The CDC recommends only alcohol-based hand sanitizers. They've been proven to be safe and effective against the widest array of viruses and bacteria. Conversely, alcohol-free products haven't been around as long, and there isn't enough research to say these products are as effective.
That said, the lack of alcohol does make them a more appealing option to some consumers. In fact, some U.S. schools and workplaces have recently banned traditional hand sanitizers because of their high alcohol content. In its September 2009 public recommendations about preventing H1N1 flu (swine flu), the CDC gave alcohol-free sanitizers their first tepid endorsement: "If soap and water are not available and alcohol-based products are not allowed, other hand sanitizers that do not contain alcohol may be useful." Translation: If you're in a bind and need something, these products are better than nothing.
Alcohol-free sanitizers primarily rely on plant oils to kill germs. The most popular offerings on the market consist of essential oils from thyme or lavender, or they include BAC. BAC is a compound that possesses some disinfectant properties.

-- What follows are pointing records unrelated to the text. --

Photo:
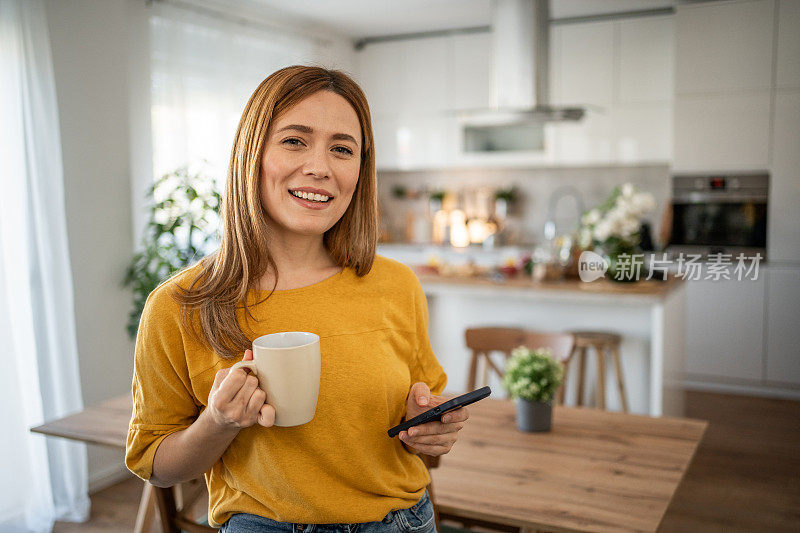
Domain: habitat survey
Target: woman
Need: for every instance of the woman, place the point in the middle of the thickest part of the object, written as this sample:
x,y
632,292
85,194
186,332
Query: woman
x,y
297,254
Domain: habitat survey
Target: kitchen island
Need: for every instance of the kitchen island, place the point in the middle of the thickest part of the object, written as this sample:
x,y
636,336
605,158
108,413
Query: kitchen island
x,y
648,314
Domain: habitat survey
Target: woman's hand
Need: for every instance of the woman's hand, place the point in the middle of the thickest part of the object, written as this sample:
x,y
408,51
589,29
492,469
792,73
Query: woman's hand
x,y
235,401
432,438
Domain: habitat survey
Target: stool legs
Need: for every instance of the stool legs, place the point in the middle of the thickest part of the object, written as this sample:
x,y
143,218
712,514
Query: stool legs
x,y
605,351
581,373
600,393
620,380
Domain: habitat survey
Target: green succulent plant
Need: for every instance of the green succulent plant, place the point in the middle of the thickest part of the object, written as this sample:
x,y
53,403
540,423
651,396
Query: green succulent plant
x,y
182,227
532,375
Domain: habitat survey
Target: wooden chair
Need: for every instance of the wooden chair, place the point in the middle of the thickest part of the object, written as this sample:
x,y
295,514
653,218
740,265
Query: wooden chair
x,y
483,341
176,507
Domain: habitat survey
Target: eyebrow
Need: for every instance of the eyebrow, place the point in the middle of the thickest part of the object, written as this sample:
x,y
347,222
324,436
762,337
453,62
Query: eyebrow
x,y
306,129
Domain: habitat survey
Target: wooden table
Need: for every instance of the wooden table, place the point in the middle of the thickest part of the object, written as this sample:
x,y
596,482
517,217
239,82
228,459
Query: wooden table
x,y
595,471
105,424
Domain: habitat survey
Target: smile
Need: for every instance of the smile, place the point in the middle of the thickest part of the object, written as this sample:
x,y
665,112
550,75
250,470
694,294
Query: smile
x,y
309,200
310,196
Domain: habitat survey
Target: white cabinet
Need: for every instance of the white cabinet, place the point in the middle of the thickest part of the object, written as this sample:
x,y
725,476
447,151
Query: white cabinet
x,y
471,66
724,46
621,69
624,71
783,333
646,60
423,76
582,64
408,89
722,132
723,84
788,57
725,329
783,234
379,72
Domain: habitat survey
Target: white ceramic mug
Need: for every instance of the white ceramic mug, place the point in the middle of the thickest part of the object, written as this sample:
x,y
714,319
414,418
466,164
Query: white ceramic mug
x,y
287,366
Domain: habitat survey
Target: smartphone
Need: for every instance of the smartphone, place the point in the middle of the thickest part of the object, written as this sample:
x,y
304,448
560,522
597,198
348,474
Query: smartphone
x,y
437,412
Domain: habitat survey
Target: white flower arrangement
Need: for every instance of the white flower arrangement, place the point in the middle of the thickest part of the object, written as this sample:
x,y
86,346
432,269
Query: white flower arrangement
x,y
617,219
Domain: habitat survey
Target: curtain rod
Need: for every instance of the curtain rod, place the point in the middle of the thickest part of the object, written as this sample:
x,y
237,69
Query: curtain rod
x,y
236,19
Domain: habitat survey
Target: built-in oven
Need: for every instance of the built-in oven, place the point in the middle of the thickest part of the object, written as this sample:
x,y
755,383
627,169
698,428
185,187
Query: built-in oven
x,y
719,213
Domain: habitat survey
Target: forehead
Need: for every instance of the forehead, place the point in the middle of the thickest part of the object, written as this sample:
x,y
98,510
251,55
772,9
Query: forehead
x,y
325,112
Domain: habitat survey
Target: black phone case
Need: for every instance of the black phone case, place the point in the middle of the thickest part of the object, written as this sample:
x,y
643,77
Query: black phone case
x,y
437,412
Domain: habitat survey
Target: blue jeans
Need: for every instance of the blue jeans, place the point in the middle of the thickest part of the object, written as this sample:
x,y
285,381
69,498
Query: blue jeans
x,y
416,519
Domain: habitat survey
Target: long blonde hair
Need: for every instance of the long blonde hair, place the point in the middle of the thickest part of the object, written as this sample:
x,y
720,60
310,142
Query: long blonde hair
x,y
227,275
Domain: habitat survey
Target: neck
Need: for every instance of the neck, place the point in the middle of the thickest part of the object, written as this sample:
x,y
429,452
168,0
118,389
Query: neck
x,y
297,256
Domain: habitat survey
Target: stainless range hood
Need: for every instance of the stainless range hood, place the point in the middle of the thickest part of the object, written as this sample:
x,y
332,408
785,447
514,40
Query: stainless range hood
x,y
520,69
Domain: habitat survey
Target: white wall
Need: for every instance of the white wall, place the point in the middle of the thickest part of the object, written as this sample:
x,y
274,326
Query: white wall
x,y
101,64
90,61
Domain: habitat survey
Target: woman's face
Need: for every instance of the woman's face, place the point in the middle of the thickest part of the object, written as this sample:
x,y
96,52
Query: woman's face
x,y
313,150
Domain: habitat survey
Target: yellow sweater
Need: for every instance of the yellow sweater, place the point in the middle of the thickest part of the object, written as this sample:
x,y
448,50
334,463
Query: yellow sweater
x,y
341,467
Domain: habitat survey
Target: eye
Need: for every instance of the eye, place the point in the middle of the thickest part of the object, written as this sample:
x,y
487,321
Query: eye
x,y
343,150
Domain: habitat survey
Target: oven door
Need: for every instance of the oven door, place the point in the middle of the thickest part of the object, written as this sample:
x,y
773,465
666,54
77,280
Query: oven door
x,y
720,226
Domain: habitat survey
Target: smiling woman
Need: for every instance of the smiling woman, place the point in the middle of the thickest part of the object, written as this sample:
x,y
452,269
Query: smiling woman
x,y
297,254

Some studies have shown that BAC and some essential plant oils do kill germs. However, these evaluations were conducted in lab-like settings instead of real-world scenarios, and few researchers have tested them as hand sanitizers, so their true germ-killing abilities aren't as well-known.
The most widely available essential-oil hand sanitizer is CleanWell All-Natural Hand Sanitizer (*Est. $5 for 8 oz.). Its primary ingredient is thyme oil, which some studies have found to be a natural antimicrobial. It's available at Target, Whole Foods Market, Bath & Body Works and Amazon.com, where it gets good reviews from users who appreciate that CleanWell uses natural ingredients, although a few say its spearmint-lime fragrance is odd and too strong.
One BAC-based hand sanitizer, HandClens Alcohol-Free 2 in 1 Foaming Hand Sanitizer and Lotion (*Est. $24 for six 8-oz. bottles) also gets good reviews at Amazon.com. Users say they enjoy the product because it doesn't dry their skin, but some say HandClens can be hard to find in stores.
BAC is known to work against many viruses and bacteria, including flu viruses. However, experts at the CDC say BAC isn't very effective against E. coli and salmonella bacteria -- to the point where these sanitizers are prone to becoming contaminated themselves. In the past, people have used BAC products thinking they're killing germs, only to later learn the sanitizer has spread the bacteria around. These kinds of occurrences have led to "several outbreaks of infection," CDC experts say, which is why BAC has historically not been used as a hand sanitizer in the United States.
Additionally, it's important to note that the CDC continues to say these products are not as effective as alcohol-based sanitizers. Bottom line: The CDC and other public health authorities stop short of recommending alcohol-free hand sanitizers, saying they need more research. For this reason, we do not include these products in our Best Reviewed.